特定用途制限地域と用途地域の違い【比較表】
特定用途制限地域を正確に理解するには、そもそも「用途地域」と何が違うのかを整理しておく必要があります。以下の表で両者の性質の違いを確認しましょう。
| 用途地域 | 特定用途制限地域 | |
|---|---|---|
| 種類 | 13種類(住居系8・商業系2・工業系3) | 種類の区分なし |
| 定められる区域 | 都市計画区域内(市街化区域では必ず定める) | 用途地域が定められていない区域(市街化調整区域を除く) |
| 規制の仕組み | 建築基準法で建築できる建物を体系的に規定 | 地方公共団体の条例で特定の用途だけを制限 |
| 規制の範囲 | 全用途を網羅的にコントロール | 必要最小限の制限にとどまる |
| 両者の関係 | 用途地域の規制が及ばないエリアを補う関係(併存しない) | |
試験で狙われる出題パターン
この論点では、次の3つのパターンで正誤が問われます。
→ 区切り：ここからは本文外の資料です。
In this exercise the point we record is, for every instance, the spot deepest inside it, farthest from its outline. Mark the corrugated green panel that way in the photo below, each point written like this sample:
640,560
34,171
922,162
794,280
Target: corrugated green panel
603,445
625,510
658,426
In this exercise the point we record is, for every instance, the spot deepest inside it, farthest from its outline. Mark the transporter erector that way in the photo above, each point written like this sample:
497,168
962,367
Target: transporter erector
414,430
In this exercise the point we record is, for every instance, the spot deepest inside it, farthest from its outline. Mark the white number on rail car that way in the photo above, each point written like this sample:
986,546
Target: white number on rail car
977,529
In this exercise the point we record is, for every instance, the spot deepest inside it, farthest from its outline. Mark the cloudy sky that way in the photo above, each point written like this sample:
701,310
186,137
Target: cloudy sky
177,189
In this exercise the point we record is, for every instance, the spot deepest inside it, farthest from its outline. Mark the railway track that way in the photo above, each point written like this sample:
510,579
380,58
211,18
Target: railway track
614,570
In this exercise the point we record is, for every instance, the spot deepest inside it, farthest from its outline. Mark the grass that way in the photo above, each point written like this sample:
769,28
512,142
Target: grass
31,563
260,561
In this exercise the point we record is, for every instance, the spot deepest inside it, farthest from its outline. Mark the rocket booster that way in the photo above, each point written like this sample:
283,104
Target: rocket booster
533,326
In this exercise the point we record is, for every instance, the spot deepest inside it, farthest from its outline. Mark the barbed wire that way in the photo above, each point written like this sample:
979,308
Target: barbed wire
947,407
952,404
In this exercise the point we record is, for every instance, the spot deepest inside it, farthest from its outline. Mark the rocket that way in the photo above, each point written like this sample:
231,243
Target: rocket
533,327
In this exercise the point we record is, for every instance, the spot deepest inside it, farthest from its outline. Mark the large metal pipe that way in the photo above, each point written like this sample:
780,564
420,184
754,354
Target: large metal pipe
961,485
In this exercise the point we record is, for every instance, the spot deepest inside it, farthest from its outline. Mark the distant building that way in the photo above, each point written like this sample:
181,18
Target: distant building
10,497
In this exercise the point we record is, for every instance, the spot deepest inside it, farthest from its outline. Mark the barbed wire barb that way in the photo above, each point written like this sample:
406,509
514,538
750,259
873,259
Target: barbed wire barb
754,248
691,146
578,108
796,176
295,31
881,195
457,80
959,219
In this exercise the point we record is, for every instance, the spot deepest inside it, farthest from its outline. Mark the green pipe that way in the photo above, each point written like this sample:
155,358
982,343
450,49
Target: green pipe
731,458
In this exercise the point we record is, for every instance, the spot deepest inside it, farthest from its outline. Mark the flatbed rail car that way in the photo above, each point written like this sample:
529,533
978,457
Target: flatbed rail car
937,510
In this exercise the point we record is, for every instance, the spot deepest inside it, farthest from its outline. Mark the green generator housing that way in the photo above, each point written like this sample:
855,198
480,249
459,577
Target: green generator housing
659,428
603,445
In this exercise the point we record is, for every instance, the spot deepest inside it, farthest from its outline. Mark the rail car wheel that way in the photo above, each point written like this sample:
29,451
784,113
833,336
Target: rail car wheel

セットで押さえておきましょう。
- パターン①「用途地域内に定められる」
→ 誤り。用途地域が定められていない区域に定めるものであり、用途地域内に重ねて定めることはできません。 - パターン②「市街化調整区域にも定められる」
→ 誤り。市街化調整区域は開発行為自体が厳しく制限されるため、特定用途制限地域の対象外です。 - パターン③「建築物の用途の概要は条例で定める」
→ 誤り。制限すべき用途の概要は都市計画で定め、具体的な制限内容を地方公共団体の条例で定めます。都市計画と条例の役割分担が問われるポイントです。
まとめ:試験直前の最終チェック
- 特別用途地区 → 用途地域内に定める → 規制の強化・緩和(緩和は大臣承認要)
- 特定用途制限地域 → 用途地域がない区域に定める → 特定用途の制限のみ
- 市街化調整区域には特定用途制限地域を定められない
この3点を確実に押さえれば、本テーマの宅建過去問は確実に得点できます。
特定用途制限地域に関するよくある質問
特定用途制限地域はどこに定められる?
特定用途制限地域は、用途地域が定められていない土地の区域のうち、非線引き都市計画区域または準都市計画区域に定められます。市街化区域・市街化調整区域には定めることができません。市街化区域にはすでに用途地域が指定されており、市街化調整区域は都市計画法により開発行為自体が原則として制限されているためです。つまり、都市計画の規制が緩やかなエリアで最低限の用途制限を設けるための制度と理解しておきましょう。
特定用途制限地域と用途地域の違いは?
用途地域は都市計画法で定められる13種類の地域区分であり、建築できる建物の種類を体系的・網羅的に規制する仕組みです。一方、特定用途制限地域は用途地域が存在しないエリアにおいて、工場・遊技場など特定の建築物の用途だけを個別に制限するものです。規制の範囲が「全体的か・ピンポイントか」という点が最大の違いであり、宅建試験ではこの対比が選択肢の正誤判定に直結します。